Cume do Avia sits in Eira dos Mouros, a hamlet above the river Avia, in the DO Ribeiro of Galicia (not Ribeira Sacra - neighbouring but distinct). The estate is run by four cousins from the Colarte family: brothers Diego and Álvaro with cousins Fito and Anxo. Diego leads the winemaking.
They grew up in Vigo and returned in 2005 to restore their ancestors' abandoned land - a ruin and a derelict vineyard, last farmed in 1942. "We put our youth into the project," Diego has said. The name is literal: the cume (hilltop) above the Avia. The first vines went in in 2008; the first wines - what Diego calls "vinification tests" - came in 2012. None of them had any prior winemaking experience.
The past of these forgotten grapes has been erased, leaving no one to discuss the ideal practices for them. We are trying to reinvent and rebuild this lost history. -- Diego Colarte
Around 9 hectares cultivated, fragmented across steep hillsides between 250 and 350 metres, on a shifting mosaic of granodiorite, schist, slate and gneiss beneath clay and sand topsoils.
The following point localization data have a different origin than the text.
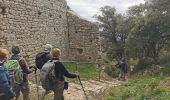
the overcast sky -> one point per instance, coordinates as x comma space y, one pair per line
88, 8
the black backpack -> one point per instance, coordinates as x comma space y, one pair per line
41, 59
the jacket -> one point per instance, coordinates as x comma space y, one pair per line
5, 83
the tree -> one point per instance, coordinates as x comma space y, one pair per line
151, 32
112, 32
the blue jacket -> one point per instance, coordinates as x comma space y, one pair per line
5, 83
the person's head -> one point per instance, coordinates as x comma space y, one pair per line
15, 50
4, 54
123, 59
48, 47
56, 52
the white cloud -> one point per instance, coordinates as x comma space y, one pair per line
88, 8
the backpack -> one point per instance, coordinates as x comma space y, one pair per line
47, 75
41, 59
15, 71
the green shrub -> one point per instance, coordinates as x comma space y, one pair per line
139, 88
144, 63
164, 59
111, 71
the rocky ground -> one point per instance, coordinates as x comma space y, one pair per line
95, 90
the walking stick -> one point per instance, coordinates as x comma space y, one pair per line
82, 87
37, 84
44, 95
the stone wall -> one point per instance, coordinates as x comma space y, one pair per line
83, 38
31, 24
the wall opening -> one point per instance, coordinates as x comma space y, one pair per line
80, 51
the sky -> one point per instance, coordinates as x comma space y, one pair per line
88, 8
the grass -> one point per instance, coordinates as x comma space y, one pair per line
87, 71
140, 88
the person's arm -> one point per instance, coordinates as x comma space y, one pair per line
5, 86
24, 66
65, 72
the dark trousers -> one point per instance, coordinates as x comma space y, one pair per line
24, 88
58, 91
4, 97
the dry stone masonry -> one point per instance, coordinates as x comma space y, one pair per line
32, 23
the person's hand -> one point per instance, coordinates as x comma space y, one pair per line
77, 74
14, 98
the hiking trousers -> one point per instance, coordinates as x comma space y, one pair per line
58, 90
24, 88
4, 97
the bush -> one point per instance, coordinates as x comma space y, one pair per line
144, 63
164, 59
139, 88
111, 71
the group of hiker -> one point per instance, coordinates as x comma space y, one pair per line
14, 72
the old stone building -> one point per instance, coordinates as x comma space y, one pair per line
32, 23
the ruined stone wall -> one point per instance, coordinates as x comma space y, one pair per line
83, 38
33, 23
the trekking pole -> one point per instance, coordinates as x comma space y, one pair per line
44, 95
82, 88
37, 84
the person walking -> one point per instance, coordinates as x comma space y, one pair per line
24, 86
57, 83
6, 93
43, 57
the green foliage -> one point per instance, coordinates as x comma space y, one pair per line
144, 63
150, 32
87, 71
113, 32
139, 88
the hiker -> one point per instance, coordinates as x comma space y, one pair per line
55, 80
43, 57
123, 66
24, 85
6, 93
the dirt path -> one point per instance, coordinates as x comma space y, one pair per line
94, 90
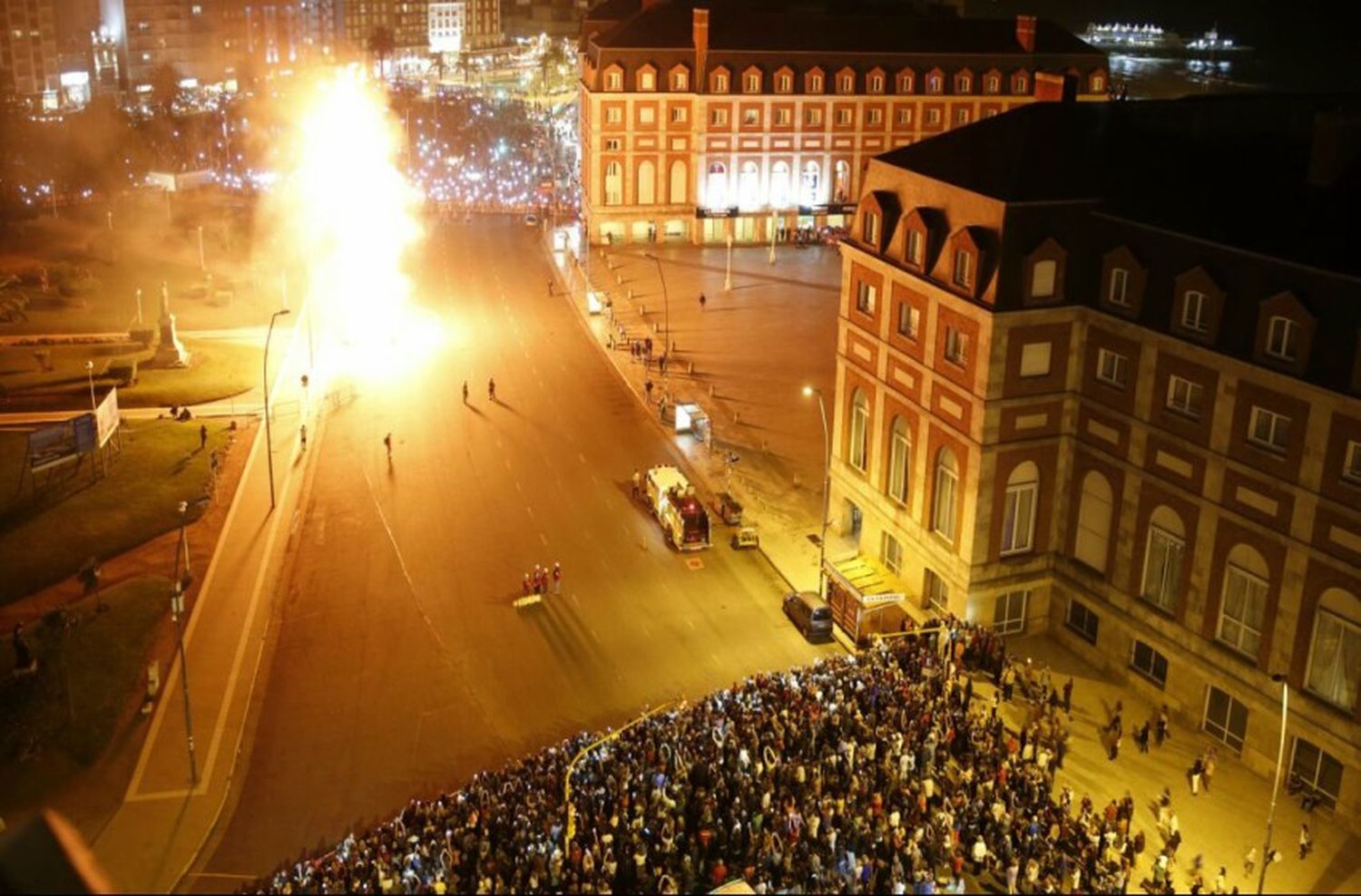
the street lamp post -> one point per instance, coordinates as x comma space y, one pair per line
1276, 786
666, 301
269, 440
827, 488
727, 278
Farming is low-intervention and biodynamic-inspired - no chemical inputs, indigenous yeasts, spontaneous fermentation, SO2 only at bottling. Not formally organic-certified because Galicia's fungal pressure makes it difficult (they have called it "paradise for fungus"). They replanted via massal selection from surviving old Ribeiro vines, and run a nursery project to recover something like forty forgotten varieties - though most of the recovered set (Pedral, Mouratón, Tinta Amarela and similar) live in the nursery, not yet in the main vineyard.
The planted set runs to around twenty indigenous grapes. Whites are Treixadura the lead, with Albariño, Lado and Loureira. Reds are Brancellao the lead, with Caíño Longo, Sousón, Ferrón, Merenzao and Carabuñenta.
The range has three tiers. Colleita - numbered by vintage (Colleita 9 Blanco, Colleita 10 Tinto and so on) - comes from the home vineyard at Eira dos Mouros. Dos Canotos is the single-variety set, Caíño Longo and Brancellao. Arraiano Branco and Tinto are the field-blend entries from purchased fruit, the wines that keep the estate economically viable. Each variety vinified separately, whole-cluster, aged in century-old chestnut barrels. Low alcohol, high acidity, granite-driven.
They work in the same Galician revival lineage as Luis Anxo Rodríguez, Quinta da Muradella, Dominio do Bibei, Fedellos do Couto and Raúl Pérez - recovering old field blends and forgotten varieties across the Atlantic northwest.